A complication is that there are lots of sources in engineering that don't conjugate the cross product of complex vectors. e.g. if you look at any electromagnetism textbook, things like the Poynting vector 𝐄×𝐇 are commonly computed for complex vectors (phasors) and there is no implicit conjugation — if you want to conjugate an argument you write it explicitly. On the other hand, in such contexts 𝐄⋅𝐄 is also not typically conjugated, and you write 𝐄*⋅𝐄=‖𝐄‖² if you want a proper inner product. (Mathematically, it turns out that unconjugated products are quite useful in electromagnetism because of reciprocity.) . One common usage would be computing a time-average like ½Re[𝐄*×𝐇] from time-harmonic (Fourier-transformed) fields, and fortunately this is not affected by an overall conjugation. Unconjugated "cross products" are also found in the common notation ∇× for the curl (the corresponding notation ∇⋅ for divergence is not affected by whether the ∇ is interpreted as "conjugated" since it is real).

So, it's likely that some people will be confused by defining cross as conjugated. On the other hand, the same people might also be confused by dot being conjugated.

[stevengj]

It looks like nearly all packages using cross() are doing so for 2d and 3d geometry calculations, which should use purely real vectors and hence would not be affected by a change here.

Packages like StaticArrays.jl, ContMechTensors.jl, Tensors.j, TensorFlow.jl, Grassmann.jl that provide new implementations of cross look like they might have to be updated, however.

[jsgraber]

Seeing the other use cases, I admit it is a tricky situation, which is not as clear cut as my initial thought on it was.
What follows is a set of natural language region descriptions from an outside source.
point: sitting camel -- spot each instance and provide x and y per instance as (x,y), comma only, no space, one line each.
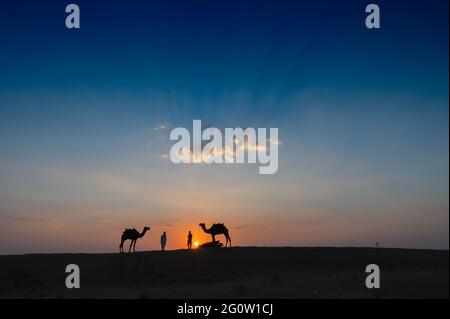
(133,235)
(217,229)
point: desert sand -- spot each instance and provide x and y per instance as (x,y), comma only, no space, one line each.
(238,272)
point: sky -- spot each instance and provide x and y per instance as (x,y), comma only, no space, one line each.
(86,114)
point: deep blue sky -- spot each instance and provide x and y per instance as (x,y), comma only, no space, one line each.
(362,114)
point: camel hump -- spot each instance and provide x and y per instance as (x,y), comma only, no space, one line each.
(129,231)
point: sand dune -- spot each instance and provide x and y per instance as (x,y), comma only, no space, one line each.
(241,272)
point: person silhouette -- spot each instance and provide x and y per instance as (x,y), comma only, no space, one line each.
(163,241)
(189,240)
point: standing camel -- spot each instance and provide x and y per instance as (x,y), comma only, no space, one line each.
(133,235)
(217,229)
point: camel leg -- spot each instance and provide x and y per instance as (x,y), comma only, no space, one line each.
(129,250)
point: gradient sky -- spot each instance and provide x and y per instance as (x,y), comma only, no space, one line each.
(362,116)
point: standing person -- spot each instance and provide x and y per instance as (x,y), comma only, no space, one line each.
(189,240)
(163,241)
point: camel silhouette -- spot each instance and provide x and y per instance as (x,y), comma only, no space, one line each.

I do find it odd, however, that the dot and the cross are handled differently. As a user, I would think wherever the development team ends up on the issue, that the documentation should be updated to explicitly mention the different definitions.

[antoine-levitt]

I think the current behavior is fine. People who want the "geometrical" definition (the conjugated one) will probably not even expect that julia implements it (since it's non standard). Otoh I can imagine using cross for complex numbers in the case where the geometrical interpretation is not relevant - eg x is a fixed real vector, and y is a complex Fourier component of a vector field, or something like that. In that case I would not expect cross to do something fancy, and that's be a subtle and annoying bug. So I think we should err on the side of caution against nasty bugs and principle of least surprise, at the price of not providing a function that is very non standard, and can easily be done by the user (just add a conj)

[StefanKarpinski]

Perhaps removing all support for complex cross products in Base would be prudent if there's no obviously correct definition?

[chethega]

The lowest effort approach would be to just document "The cross-product is linear in both arguments." and "The dot product is linear in its second argument and conjugate-linear in its first argument.". Together with the well-chosen example for cross, that informs about our entire choice of conventions.

[ViralBShah]

Anyone want to submit a PR for the proposed doc change?